CKD is associated with increased cardiovascular mortality, progressive renal failure, and complications like anemia, electrolyte imbalances, and bone disease. Early intervention improves outcomes.

8.1 Cardiovascular Risk¶

CKD patients have 10–200-fold higher cardiovascular risk due to hypertension, atherosclerosis, and uremic toxins. Cardiovascular disease is the leading cause of mortality in CKD.

8.2 Long-Term Outcomes¶

Progression to ESRD is common in advanced CKD. Early detection and management of risk factors (e.g., blood pressure, proteinuria) improve prognosis.

9. SPECIAL CONSIDERATIONS¶

Special populations (e.g., pregnancy, elderly, pediatric patients) require tailored management. CKD in pregnancy increases risks of preterm birth and maternal complications. Elderly patients may have reduced GFR and require dose adjustments for medications.

9.1 Pregnancy¶

CKD in pregnancy increases risks of preterm birth, preeclampsia, and maternal mortality. Dialysis may be required in severe cases. ESAs and antihypertensives must be carefully managed.

9.2 Pediatrics¶

Pediatric CKD may present with growth failure, hypertension, and renal failure. Management includes dietary adjustments, growth hormone therapy, and early referral for dialysis/ transplantation.
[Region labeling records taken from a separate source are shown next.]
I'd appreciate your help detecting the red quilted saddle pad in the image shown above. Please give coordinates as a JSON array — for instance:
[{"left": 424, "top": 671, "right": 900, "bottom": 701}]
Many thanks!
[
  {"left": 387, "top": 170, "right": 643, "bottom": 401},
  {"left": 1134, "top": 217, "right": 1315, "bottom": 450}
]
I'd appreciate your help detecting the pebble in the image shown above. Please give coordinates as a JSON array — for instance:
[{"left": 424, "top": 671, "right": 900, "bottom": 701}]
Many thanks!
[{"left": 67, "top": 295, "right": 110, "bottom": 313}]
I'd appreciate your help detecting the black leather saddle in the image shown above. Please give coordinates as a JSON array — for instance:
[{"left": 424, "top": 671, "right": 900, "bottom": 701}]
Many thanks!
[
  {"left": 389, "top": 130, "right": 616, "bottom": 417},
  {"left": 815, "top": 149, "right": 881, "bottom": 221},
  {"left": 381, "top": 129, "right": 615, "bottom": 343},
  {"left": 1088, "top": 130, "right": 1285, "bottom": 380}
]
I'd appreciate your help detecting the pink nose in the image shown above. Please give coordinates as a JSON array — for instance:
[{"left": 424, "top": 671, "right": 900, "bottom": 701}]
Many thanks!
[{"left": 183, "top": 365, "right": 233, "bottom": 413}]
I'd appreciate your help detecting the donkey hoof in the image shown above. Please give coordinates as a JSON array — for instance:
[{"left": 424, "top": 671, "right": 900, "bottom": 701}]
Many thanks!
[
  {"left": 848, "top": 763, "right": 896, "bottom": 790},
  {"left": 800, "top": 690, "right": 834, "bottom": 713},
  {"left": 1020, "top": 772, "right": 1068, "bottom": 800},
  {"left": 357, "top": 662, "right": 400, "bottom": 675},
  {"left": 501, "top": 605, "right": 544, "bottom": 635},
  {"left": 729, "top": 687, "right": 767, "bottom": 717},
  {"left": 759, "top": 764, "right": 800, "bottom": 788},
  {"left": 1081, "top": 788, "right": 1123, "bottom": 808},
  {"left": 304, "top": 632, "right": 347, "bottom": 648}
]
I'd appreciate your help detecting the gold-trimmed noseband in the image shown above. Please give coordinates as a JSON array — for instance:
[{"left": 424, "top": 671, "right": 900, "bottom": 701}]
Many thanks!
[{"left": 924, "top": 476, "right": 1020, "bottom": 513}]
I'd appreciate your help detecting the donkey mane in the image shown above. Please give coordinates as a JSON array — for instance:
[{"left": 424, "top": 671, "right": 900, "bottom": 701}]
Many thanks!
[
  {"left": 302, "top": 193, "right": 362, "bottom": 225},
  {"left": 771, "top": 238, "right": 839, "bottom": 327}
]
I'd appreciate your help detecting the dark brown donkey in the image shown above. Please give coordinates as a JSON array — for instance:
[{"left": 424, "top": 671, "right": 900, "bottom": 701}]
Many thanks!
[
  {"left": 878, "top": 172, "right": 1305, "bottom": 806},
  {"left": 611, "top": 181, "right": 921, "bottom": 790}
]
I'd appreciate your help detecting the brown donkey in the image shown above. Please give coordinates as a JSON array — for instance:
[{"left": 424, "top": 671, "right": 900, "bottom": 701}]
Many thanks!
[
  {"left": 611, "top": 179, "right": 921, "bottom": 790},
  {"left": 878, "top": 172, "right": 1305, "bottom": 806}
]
10. KEY POINTS & CLINICAL PEARLS¶

CKD is staged by eGFR and UACR, with stage 5 requiring renal replacement therapy. 2. RAS inhibitors and SGLT2 inhibitors slow progression and reduce cardiovascular risk. 3. Anemia and mineral metabolism disorders are common complications. 4. Early detection and intervention are critical to prevent ESRD. 5. Patient education and multidisciplinary care improve outcomes.